Sila keempat, kerakyatan yang Dipimpin Oleh Hikmat Kebijaksanaan dalam Permusyawaratan Perwakilan. Di dalam sila keempat ini, Negara dituntut untuk bersikap demokratis dalam menjalankan fungsinya sebagai wadah bagi masyarakat untuk hidup bermasyarakat yang adil, aman, dan sejahtera. Dalam konsep sila keempat ini, terkandung suatu makna bahwa sebenarnya Negara juga mempunyai peranan untuk meciptakan kehidupan yang berbasis kerakyatan dengan cara-cara musyawarah mufakat, tidak dengan pengambilan keputusan secara sepihak atau individualis.

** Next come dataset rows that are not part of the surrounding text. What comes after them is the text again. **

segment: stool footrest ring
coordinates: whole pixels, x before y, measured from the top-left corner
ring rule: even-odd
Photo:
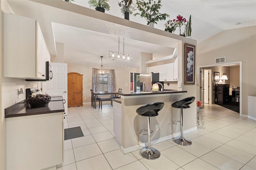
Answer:
[[[147,132],[147,133],[145,133],[144,134],[141,133],[142,133],[142,132],[144,132],[145,131],[148,131],[148,130],[141,130],[139,133],[140,134],[140,135],[147,135],[148,134],[148,132]],[[152,133],[152,132],[153,132],[153,130],[150,130],[150,133]]]
[[[175,125],[180,125],[180,121],[174,121],[173,122],[172,122],[172,123]]]

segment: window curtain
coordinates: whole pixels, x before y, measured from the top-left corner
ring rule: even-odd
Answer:
[[[116,91],[116,74],[115,74],[115,70],[110,70],[109,85],[109,89],[110,91]],[[114,96],[114,95],[113,96]]]
[[[100,78],[98,74],[99,69],[92,68],[92,89],[94,92],[98,92],[100,85]]]

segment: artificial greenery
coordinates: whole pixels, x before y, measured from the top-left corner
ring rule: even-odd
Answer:
[[[186,37],[191,36],[191,15],[187,23],[185,24],[185,35]]]
[[[170,16],[166,14],[159,13],[159,10],[162,6],[161,4],[161,0],[158,0],[157,2],[154,0],[148,0],[147,2],[144,0],[136,0],[136,4],[138,5],[138,9],[140,13],[136,13],[134,16],[140,15],[141,18],[144,18],[148,22],[147,25],[150,22],[157,24],[159,20],[165,20],[166,17]]]
[[[132,14],[133,11],[135,10],[135,7],[132,4],[132,0],[122,0],[118,3],[118,5],[121,7],[121,13],[123,15],[125,12]]]
[[[110,7],[108,4],[109,0],[90,0],[88,2],[90,8],[101,7],[109,11]]]
[[[65,0],[66,2],[68,2],[71,3],[72,1],[75,2],[74,0]]]

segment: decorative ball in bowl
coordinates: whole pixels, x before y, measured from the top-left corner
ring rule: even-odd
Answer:
[[[48,105],[51,98],[47,94],[38,94],[35,96],[30,95],[28,96],[27,101],[31,107],[42,107]]]

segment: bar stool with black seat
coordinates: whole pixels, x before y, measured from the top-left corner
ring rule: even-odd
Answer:
[[[150,117],[158,115],[158,112],[163,109],[164,105],[164,103],[162,102],[153,103],[144,105],[136,110],[136,112],[139,115],[147,117],[148,146],[144,147],[140,150],[140,155],[146,159],[153,160],[160,156],[160,152],[151,147]]]
[[[180,125],[180,136],[174,138],[173,141],[176,143],[181,145],[188,146],[192,144],[191,140],[186,139],[183,137],[183,109],[188,109],[190,107],[188,105],[192,103],[195,100],[195,97],[191,97],[183,99],[172,105],[172,107],[180,109],[180,121],[176,121],[172,122],[175,125]],[[180,123],[179,123],[178,122]]]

Negara menjadi penopang dalam terwujudnya pembangunan ekonomi dan politik yang berbasis kerakyatan karena Negara mempunyai fungsi kontrol terhadap situasi perekonomian dan juga sikap politiknya, walaupun dalam hal ini kaitannya dengan sikap politik luar negeri yang bebas aktif, namun juga tetap berlaku di dalam negeri dengan ketentuan yang sudah di atur dalam UUD dan UU, misalnya mengenai Pemilu, Partai Politik, dll.
Sila kelima, Keadilan Sosial bagi Seluruh Rakyat Indonesia. Nilai-nilai keadilan dalam sila kelima haruslah merupakan suatu dasar yang harus diwujudkan dalam hidup bersama kenegaraan untuk meweujudkan tujuan Negara yaitu mewujudkan kesejahteraan seluruh warganya serta melindungi seluruh wilayahnya, mencerdaskan, seluruh warganya. Jadi, dalam sila kelima ini pembangunan kehidupan politik dan ekonomi yang berbasisi kerakyatan jelaslah harus bersifat adil agar tercipta kesejahteraan sosial bagi seluruh rakyat Indonesia.
Dengan demikian, dengan kembali melihat inti setiap sila dalam pancasila yang menjadi dasar ideologi bangsa Indonesia maka sebenarnya kehdiupan politki dan ekonomi yang terjadi ialah berbasis kerakyatan. Pemaknaan ini jelas akan berbeda dengan ideologi lain seperti sosialis-komunis ataupun kapitalis dan liberalism yang merujuk pembangunan kehidupan ekonomi politik yang berbasis pada suatu ekslusifitas golongan atau kelompok tertentu. Dengan mampu menginternalisasikan nilai- nilai Pancasila dalam kehidupan berbangsa dan bernegara, maka segala kebijakan yang dibuatpun akan berlandaskan pada cita – cita luhur bangsa Indonesia sendiri yang kesemuanya itu untuk kepentingan rakyat.